Here lyes the body of
Mary Wallis,

Wife of Richard Wallis,

who departed her life the 3d day
of Aug. 1718, Aged 31 Years.

Here lyeth the body of
Elizabeth,

late wife of Jonathan Cooper,

and daughter of Capt. Henry Burton, who departed this life the-day

of March 1719, Ætatis 29.

William Livesay, Merchant, after he had voyaged in these parts many years, an eminent supercargo, to the general satisfaction of his employers, and public good of trade; rests here, (much lamented by those who knew him)

With his Wife Sarah and three children, viz. Hester, John and William,

who were all born and departed this life according to the following account: Hester, Dyed 26 Aug. 1716, aged 2 Years, 5 Mas. John, Dyed 29th Aug. 1716, aged 4 Mns. 15 Days. Sarah, the Mother, Dyed in child-bed May the 20th 1718, Aged 25 Years, 2 Months; William was born the 16th of May 1718, and Dyed the 27th of April 1719. Mr. William Livesay after sorrowing some time for his said family,

departed this life the 15th of November 1719, Aged 40 Years, 1 Month, 6 Days; being born on the 9th of October 1679.

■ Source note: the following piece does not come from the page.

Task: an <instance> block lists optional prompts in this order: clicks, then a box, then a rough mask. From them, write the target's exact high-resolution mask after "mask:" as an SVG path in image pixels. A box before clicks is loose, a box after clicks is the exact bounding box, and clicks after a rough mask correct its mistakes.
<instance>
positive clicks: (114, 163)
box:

Here lyeth interred the body of Margery Jones, Daughter of Mr. George Croke, Merchant, formerly of Council in this place. She was marry'd in Fort St. George, to Captain John Jones, the 23d of October, Anno 1711, who afterward being appointed Master Attendant for this settlement. She died here the 25th April 1723, Aged 30 Years, 1 Day.

Here Lyeth interred the body of
Peter Markland,

a Factor in the Hon. Comp.'s Service,

who departed this life 1725.

To his memory this Tomb is erected by Capt. Richd. Gosfright, commander of the Fordwick.